Why wouldn’t the U.S. bomb Shiite holy places in Iraq and shift the blame to Sunnis? Why wouldn’t the U.S. want a civil war in Iraq? Hasn’t the U.S. Always pursued "divide and conquer" strategies, starting with the earliest days of conquering the native inhabitants of Turtle Island?

Didn’t the British allies of the U.S. get caught with SAS soldiers in Arab garb driving around Basra with bomb-making materials in their vehicle?
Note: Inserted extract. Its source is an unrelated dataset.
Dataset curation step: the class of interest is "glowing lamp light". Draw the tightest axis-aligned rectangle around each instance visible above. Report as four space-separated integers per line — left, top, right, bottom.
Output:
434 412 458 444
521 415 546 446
Weren’t the Brits so concerned over the capture of their covert operators by Iraqi police that they broke them out of custody, using tanks to destroy a local jail?

Anyone who doubts that the U.S. wouldn’t deliberately provoke hostility within the Iraqi population is naive, ignorant, or stupid. Didn’t the U.S. set up an Iraqi constitution that subdivided the nation by religion and culture in order to provoke resource disputes between the subdivisions?

Wouldn’t a united Iraq that insisted on full Iraqi sovereignty and control of Iraqi assets and wealth be a bigger challenge to U.S. hegemony that a divided Iraq, no matter how great the intra-Iraqi violence patterns?

After all, the U.S. personnel can stay relatively safe within the Green Zone or military bases with patrol aircraft and mechanized infantry providing security while Iraqis blow the hell out of each other all over the country.

The U.S. can send Navy Seals or Delta Force operatives to bomb golden mosques or any other locations they can get access to. Haven’t U.S. personnel been photographed in native garb in Afghanistan? Why wouldn’t they do the same in Iraq?

Divide and Conquer. That strategy is as old as warfare itself. Much is at stake, and letting the divided enemy self-destruct is much more painless than head-on confrontation.